With German link gone, automaker is embracing status as an underdog
By Jeff Bennett
Bloomberg News Service
Chrysler plans an advertising campaign to tout the automaker's ``underdog attitude'' as DaimlerChrysler AG is split up, North American sales chief Steve Landry said.
``What we really want to do is portray ourselves as a good ol' North American company that has really done really well over the years, fought through many battles and will survive once again,'' Landry said.
Separately Wednesday, Chrysler said it will invest $450 million to upgrade a Wisconsin factory as part of a plan to return to profit by making more fuel-efficient vehicles.
The plant in Kenosha will build Chrysler's new, six-cylinder ``Phoenix'' engine starting in January 2011. The plant will employ 700 full-time workers and have a capacity of 400,000 engines a year.
Chrysler is spending $3 billion to build new engines, transmission and axles as it works to stem a 2006 loss of $680 million.
The investment reflects a ``long-term commitment to new vehicle components that support consumer demand for refined, economical-to-operate vehicles,'' Richard Chow-Wah, vice president of powertrain manufacturing, said in a statement.
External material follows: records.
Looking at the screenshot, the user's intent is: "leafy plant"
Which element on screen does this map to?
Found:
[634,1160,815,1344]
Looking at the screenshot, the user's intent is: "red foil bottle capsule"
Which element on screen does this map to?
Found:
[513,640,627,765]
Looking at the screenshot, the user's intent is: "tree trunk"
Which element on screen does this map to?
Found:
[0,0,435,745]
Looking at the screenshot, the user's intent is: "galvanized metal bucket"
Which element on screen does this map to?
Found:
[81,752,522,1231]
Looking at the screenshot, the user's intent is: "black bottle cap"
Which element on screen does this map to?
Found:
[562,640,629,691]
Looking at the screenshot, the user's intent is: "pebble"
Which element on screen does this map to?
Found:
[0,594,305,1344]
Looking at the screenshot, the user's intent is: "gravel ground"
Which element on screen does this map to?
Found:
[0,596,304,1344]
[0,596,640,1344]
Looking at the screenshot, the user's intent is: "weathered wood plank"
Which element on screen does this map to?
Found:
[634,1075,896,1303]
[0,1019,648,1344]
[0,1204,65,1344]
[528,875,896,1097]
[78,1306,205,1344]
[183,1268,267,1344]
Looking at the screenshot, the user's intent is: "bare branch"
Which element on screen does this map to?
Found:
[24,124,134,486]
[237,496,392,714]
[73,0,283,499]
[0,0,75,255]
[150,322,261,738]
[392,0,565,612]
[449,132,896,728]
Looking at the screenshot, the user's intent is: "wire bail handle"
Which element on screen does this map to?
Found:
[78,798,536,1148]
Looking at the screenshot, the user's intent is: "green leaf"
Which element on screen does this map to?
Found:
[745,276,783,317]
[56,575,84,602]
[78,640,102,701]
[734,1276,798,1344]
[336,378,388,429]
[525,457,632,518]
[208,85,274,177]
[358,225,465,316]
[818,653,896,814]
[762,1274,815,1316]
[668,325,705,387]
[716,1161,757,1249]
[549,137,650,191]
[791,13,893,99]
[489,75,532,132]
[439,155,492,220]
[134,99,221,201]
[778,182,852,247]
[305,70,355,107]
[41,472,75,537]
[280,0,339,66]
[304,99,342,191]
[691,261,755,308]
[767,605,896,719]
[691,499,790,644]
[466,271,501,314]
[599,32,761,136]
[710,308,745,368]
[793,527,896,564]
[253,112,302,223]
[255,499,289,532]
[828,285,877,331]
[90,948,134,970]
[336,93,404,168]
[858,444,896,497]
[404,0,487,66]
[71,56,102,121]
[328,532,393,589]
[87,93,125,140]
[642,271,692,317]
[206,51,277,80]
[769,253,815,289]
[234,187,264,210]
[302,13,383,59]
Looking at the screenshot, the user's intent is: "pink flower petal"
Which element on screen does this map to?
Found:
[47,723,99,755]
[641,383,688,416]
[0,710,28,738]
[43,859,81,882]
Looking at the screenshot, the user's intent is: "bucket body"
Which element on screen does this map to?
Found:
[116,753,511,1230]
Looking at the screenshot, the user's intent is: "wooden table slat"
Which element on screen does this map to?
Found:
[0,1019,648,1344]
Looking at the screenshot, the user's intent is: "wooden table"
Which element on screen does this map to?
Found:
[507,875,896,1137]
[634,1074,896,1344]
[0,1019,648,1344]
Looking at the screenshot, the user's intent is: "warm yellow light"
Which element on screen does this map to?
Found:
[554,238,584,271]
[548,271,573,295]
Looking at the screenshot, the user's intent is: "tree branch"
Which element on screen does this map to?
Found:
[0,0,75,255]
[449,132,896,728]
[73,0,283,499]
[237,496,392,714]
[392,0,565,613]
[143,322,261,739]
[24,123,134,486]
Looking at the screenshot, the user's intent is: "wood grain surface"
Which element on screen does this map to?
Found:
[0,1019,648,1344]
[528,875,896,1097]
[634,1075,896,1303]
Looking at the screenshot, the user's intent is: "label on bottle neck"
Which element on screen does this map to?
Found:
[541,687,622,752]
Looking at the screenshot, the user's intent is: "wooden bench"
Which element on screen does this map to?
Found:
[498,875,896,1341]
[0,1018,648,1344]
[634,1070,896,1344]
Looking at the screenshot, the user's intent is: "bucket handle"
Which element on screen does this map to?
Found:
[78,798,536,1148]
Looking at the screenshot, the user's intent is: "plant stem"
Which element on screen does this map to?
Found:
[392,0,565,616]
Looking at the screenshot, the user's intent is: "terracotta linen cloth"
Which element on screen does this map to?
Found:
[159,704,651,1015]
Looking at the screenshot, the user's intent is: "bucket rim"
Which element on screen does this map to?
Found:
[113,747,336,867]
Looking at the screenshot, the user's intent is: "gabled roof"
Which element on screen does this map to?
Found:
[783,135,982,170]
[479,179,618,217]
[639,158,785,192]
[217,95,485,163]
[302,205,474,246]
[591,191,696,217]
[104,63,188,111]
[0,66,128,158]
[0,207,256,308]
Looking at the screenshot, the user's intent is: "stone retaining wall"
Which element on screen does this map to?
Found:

Chrysler's advertising and marketing decision under new owner Cerberus Capital Management LP is a departure from last year's ``Dr. Z'' ads, in which DaimlerChrysler Chief Executive Officer Dieter Zetsche trumpeted the quality of German engineering.
``Their buyers want an American vehicle, not a German vehicle,'' said analyst Rebecca Lindland of Global Insight Inc. in Lexington, Mass. ``Walking away from their blue-collar American roots is what got them in trouble in the first place.''
Cerberus agreed in May to buy an 80.1 percent stake in Chrysler for $7.4 billion, ending a nine-year merger with the former Daimler-Benz AG. Chrysler, long No. 3 in U.S. sales, has slipped to fourth place as Toyota Motor Corp. has gained market share.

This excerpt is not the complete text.